Первая поэтическая книга О.Э. Мандельштама – «Камень». Начальный этап его творческого пути связан с утверждением поэта на позициях акмеизма. Сборник стихотворений поэта вышел под названием «Раковина» (поэт мыслился «раковиной», доносящей до людей шум стихии). Но непосредственно перед выходом в свет она получила название «Камень» и этим обязана Н.С. Гумилеву, который использовал в качестве символа мотивы нескольких стихотворений архитектурной тематики. Название, оказавшееся пророческим, имело также внутреннюю мотивировку: слово «камень» является анаграммой слова «акме».

«Камень» - не только начало, но, по мнению многих, непревзойденная вершина творчества Мандельштама. Поэт определял акмеизм как «тоску по мировой культуре». Постижение действительности становится для него прежде всего постижением многообразия исторических культур. Современность проецируется на мифологию, читается в знаках и символах ушедших времен. Метасюжетом лирики Мандельштама является в сущности освоение «чужого» и превращение его в «свое». В стихотворении «Я не слыхал рассказов Оссиана…» поэт о себе говорит: «Я получил блаженное наследство - / Чужих певцов блуждающие сны», предчувствуя непонимание в своей эпохе: «и не одно сокровище, быть может, / Минуя внуков, к правнукам уйдет».

Интересно сравнение поэта дня прожитого со сгоревшей страницей, вместе с цветом передающее и запах, что в целом служит для создания образа-переживания: «И день сгорел, как белая страница: / Немного дыма и немного пепла!». Образ дня может «сиять цезурою» греческой строки; это день, наполненный покоем и трудами, мерный и длительный, «как в метрике Гомера» («Равноденствие»).

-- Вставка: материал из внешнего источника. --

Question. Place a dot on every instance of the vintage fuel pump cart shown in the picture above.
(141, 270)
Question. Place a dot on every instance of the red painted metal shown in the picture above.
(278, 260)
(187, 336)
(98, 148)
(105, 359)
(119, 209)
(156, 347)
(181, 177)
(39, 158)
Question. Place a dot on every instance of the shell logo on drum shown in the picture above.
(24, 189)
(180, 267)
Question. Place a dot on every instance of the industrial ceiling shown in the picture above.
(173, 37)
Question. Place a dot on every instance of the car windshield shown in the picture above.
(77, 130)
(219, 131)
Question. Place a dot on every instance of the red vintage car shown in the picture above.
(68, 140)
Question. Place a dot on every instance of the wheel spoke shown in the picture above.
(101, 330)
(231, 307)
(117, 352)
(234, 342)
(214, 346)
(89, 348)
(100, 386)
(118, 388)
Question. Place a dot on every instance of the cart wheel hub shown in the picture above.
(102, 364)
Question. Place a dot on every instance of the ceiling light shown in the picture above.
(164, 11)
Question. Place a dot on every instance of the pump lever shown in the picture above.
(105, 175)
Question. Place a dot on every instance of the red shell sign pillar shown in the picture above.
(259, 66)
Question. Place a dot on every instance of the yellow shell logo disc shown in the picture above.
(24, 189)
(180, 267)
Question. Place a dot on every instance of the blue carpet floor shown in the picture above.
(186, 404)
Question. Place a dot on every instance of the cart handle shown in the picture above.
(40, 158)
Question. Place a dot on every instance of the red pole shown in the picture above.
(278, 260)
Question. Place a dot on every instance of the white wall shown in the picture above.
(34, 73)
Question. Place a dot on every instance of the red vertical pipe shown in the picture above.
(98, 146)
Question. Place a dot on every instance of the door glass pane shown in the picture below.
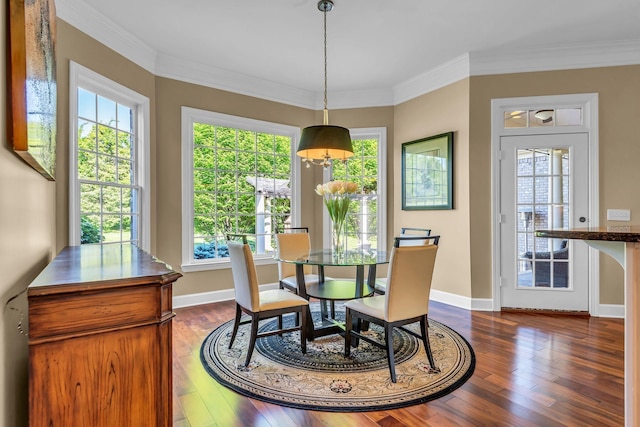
(542, 202)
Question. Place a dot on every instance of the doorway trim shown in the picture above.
(589, 104)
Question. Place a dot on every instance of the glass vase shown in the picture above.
(338, 238)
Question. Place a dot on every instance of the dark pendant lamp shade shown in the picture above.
(325, 141)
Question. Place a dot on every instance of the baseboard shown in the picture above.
(611, 310)
(472, 304)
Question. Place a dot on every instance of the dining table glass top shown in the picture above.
(327, 257)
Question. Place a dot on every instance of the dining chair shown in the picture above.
(292, 245)
(406, 300)
(295, 243)
(258, 304)
(381, 283)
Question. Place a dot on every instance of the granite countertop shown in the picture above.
(613, 233)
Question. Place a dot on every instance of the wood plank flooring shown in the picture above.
(532, 369)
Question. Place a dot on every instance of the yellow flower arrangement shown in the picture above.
(336, 199)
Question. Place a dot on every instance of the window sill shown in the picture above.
(219, 265)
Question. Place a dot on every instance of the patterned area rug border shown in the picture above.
(324, 380)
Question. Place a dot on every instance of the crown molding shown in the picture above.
(436, 78)
(219, 78)
(91, 22)
(94, 24)
(566, 57)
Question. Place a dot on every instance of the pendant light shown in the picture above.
(322, 144)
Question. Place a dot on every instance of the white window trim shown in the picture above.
(379, 133)
(80, 76)
(193, 115)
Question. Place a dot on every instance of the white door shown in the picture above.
(543, 185)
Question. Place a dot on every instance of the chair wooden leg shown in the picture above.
(424, 329)
(236, 323)
(254, 336)
(347, 333)
(302, 315)
(388, 338)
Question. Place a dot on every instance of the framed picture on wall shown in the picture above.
(427, 173)
(32, 67)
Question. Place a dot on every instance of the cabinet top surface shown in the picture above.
(101, 265)
(615, 233)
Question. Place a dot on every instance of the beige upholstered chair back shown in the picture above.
(292, 246)
(414, 232)
(409, 281)
(245, 278)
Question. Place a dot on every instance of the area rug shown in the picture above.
(323, 379)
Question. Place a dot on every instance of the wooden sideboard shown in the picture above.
(100, 350)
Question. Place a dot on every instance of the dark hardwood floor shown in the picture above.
(532, 369)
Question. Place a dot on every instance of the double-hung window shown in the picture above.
(109, 166)
(366, 219)
(238, 177)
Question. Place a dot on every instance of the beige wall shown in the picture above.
(27, 227)
(34, 214)
(618, 91)
(171, 96)
(440, 111)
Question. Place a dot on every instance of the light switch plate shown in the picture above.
(618, 215)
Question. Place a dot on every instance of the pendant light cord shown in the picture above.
(326, 111)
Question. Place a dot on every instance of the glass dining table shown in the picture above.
(332, 290)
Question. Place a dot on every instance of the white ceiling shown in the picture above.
(380, 52)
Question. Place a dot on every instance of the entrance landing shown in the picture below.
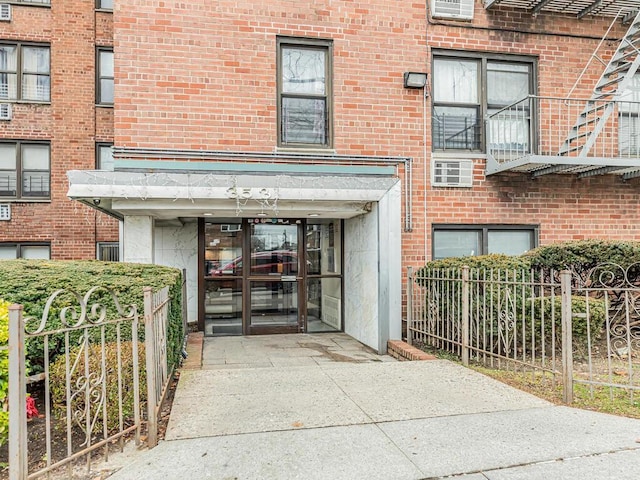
(290, 350)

Мир может представать как «игрушечный» («Отчего душа – так певуча…», «На бледно-голубой эмали», «Сусальным золотом…»), художник в нем способен забыться в порыве творчества «в сознании минутной силы, /В забвении печальной смерти», забыть «ненужное «я»», но осознание себя во времени возвращается в новой силой: «Неужели я настоящий /И действительно смерть придет?». Поэт в Вечности - творец, пред которым эта «Ночь» склонится и наполнит «хрупкой раковины стены» звуком своей стихии – «шепотами пены, / Туманом, ветром и дождем…». Стихи Мандельштама далеки от проблем социума, но тем ближе поэт к основам бытия человеческого, он честно и прямо признает свое экзистенциальное существование: «Я участвую в сумрачной жизни, / Где один к одному одинок!». Печаль у поэта обретает архитектурные формы – это «немая вышина» колокольни без колоколов, «Как пустая башня белая, / Где туман и тишина…». Озвучение этой печали – в стихах: «Забытье неутоленное -- / Дум туманный перезвон...».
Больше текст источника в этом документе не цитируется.